Produk bersertifikat halal naik tajam hingga hampir 200.000 pada tahun lalu. Namun produk bersertifikat halal ini tak hanya makanan, namun juga kulkas hingga sarung ponsel.

Lalu apakah ini semata tren bisnis produk-produk halal atau malah kapitalisasi agama?
Tiga dekade lalu, Lembaga Pengkajian Pangan Obat-obatan dan Kosmetik Majelis Ulama Indonesia (LPPOM-MUI) dibentuk untuk menenangkan masyarakat yang resah akibat rumor lemak babi pada sejumlah produk makanan. Namun seiring waktu berjalan, apa yang diperiksa badan MUI itu tidak hanya sekadar makanan dan minuman, tapi produk-produk lain seperti pakaian, detergen, alat masak, bahkan barang elektronik.
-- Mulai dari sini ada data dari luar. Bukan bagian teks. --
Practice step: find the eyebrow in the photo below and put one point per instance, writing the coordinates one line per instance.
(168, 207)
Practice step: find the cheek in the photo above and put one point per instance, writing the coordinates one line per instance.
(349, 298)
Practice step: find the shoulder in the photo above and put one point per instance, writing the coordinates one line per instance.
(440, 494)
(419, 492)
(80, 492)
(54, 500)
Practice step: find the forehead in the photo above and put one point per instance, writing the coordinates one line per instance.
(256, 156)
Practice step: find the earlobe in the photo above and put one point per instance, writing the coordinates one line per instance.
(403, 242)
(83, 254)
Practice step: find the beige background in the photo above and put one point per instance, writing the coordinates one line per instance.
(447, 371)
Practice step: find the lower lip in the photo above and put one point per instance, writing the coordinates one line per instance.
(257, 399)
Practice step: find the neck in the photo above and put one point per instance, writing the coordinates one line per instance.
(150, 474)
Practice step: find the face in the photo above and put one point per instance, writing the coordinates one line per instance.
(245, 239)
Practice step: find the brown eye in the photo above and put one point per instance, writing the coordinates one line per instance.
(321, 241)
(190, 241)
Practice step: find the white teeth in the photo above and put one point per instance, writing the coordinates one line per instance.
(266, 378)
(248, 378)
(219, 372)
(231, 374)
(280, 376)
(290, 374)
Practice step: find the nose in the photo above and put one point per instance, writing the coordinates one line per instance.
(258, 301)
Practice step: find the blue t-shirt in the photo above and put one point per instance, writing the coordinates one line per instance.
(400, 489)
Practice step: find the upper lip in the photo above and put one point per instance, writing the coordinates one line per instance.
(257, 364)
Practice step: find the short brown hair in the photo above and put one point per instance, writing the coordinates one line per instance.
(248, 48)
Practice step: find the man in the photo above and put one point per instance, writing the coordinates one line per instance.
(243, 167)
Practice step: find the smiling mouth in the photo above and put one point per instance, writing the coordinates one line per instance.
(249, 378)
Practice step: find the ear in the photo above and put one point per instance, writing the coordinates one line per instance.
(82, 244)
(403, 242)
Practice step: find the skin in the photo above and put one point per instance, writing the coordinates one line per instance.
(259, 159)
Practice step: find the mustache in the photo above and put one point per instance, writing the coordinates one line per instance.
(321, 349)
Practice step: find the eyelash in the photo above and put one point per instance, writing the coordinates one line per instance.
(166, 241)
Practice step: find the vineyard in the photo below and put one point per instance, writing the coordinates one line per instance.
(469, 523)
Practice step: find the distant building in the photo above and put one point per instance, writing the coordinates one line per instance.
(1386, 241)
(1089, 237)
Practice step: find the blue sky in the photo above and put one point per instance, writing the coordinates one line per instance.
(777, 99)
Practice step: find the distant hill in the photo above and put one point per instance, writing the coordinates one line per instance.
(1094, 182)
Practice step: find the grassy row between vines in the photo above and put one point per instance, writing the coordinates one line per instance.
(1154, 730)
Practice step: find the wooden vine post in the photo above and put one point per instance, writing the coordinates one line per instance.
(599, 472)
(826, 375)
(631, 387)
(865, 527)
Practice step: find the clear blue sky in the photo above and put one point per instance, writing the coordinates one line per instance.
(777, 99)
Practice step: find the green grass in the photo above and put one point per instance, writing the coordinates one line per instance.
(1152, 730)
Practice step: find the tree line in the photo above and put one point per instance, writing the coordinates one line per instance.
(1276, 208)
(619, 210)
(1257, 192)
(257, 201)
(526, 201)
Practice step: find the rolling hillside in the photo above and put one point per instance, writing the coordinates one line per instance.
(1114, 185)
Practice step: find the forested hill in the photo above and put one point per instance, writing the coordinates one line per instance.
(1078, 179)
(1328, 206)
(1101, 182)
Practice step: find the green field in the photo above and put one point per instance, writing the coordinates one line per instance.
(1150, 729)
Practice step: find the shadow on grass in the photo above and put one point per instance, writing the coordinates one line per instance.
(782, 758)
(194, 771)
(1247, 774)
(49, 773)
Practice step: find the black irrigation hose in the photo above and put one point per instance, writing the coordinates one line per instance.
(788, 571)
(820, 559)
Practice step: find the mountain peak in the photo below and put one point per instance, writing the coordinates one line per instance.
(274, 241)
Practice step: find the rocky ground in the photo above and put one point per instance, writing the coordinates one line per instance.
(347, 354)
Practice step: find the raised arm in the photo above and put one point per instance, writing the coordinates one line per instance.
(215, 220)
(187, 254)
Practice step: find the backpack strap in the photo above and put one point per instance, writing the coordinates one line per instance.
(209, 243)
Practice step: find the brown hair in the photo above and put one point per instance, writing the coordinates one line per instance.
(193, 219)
Seorang warga Cianjur, Jawa Barat, Irma merupakan salah satu pemilik kulkas berlogo halal. Ia mengatakan, baru tahu kulkas itu berlogo halal saat barang itu dikirim dari toko ke kediamannya.
"Baru sadar setelah dikirim, baru ngeh aja kok ada logo halalnya. Kayak makanan aja. Saya sama keluarga ngakak saja lihatnya," ujarnya seperti dilansir BBC beberapa waktu lalu.
Menurut Irma, tidak penting jika barang elektronik bersertifikat halal. Baginya yang harus bersertifikat halal adalah makanan, minuman, juga barang-barang lain yang dikonsumsi seperti kosmetik.
Apa yang membedakan kulkas halal dengan kulkas pada umumnya?
"Saya juga nggak tahu kalau merek lain prosesnya seperti apa, bahan bakunya seperti apa. Cuma kalau kita memang sudah mengajukan ke MUI, 'boleh deh punya saya disertifikasi', dicek apakah memungkinkan atau tidak (mendapat sertifikat halal)," kata Asisten Manajer Strategi Produksi PT Sharp Electronics Indonesia, Afka Adhitya.
Afka mengatakan, kulkas itu disebut halal karena semua bahan baku juga proses produksinya memenuhi syarat halal dari MUI. Selain kulkas juga ada microwave oven halal.
Menurut Afka, produk halal tersebut dipasarkan untuk menyediakan rasa aman dan nyaman di masyarakat.
Wakil Direktur LPPOM MUI Sumunar Jati mengatakan, tidak ada ketentuan yang mengharuskan barang elektronik untuk mendapat sertifikasi halal. Namun, LPPOM MUI juga tidak bisa menolak permintaan sertifikasi tersebut.
Meski begitu, Sumunar mengatakan, analisis terhadap halal atau tidaknya kulkas bisa dilakukan karena ada bagian kulkas yang berpotensi bersentuhan dengan makanan yang disimpan.
"Ada bahan dari kulkas itu yang berasal dari plastik, yang mana ada potensi pembuatan plastik itu menggunakan emulsifier yang bisa berasal dari yang tidak halal," ujarnya.
Sumunar menilai apa yang dilakukan produsen itu bertujuan untuk meningkatkan value-added dari produknya.
Di sisi lain, pengamat Islam moderat Neng Dara Affiah, yang juga dosen sosiologi di Universitas Islam Negeri (UIN) Syarif Hidayatullah Jakarta, mengkritik sertifikasi halal untuk produk-produk non makanan dan minuman.
"Itu nggak bisa, itu namanya kapitalisasi agama itu. Nggak bisa ditolerir itu," ujarnya.
"Buat apa lemari es dilabeli halal? Memang ada orang yang mau makan lemari es?"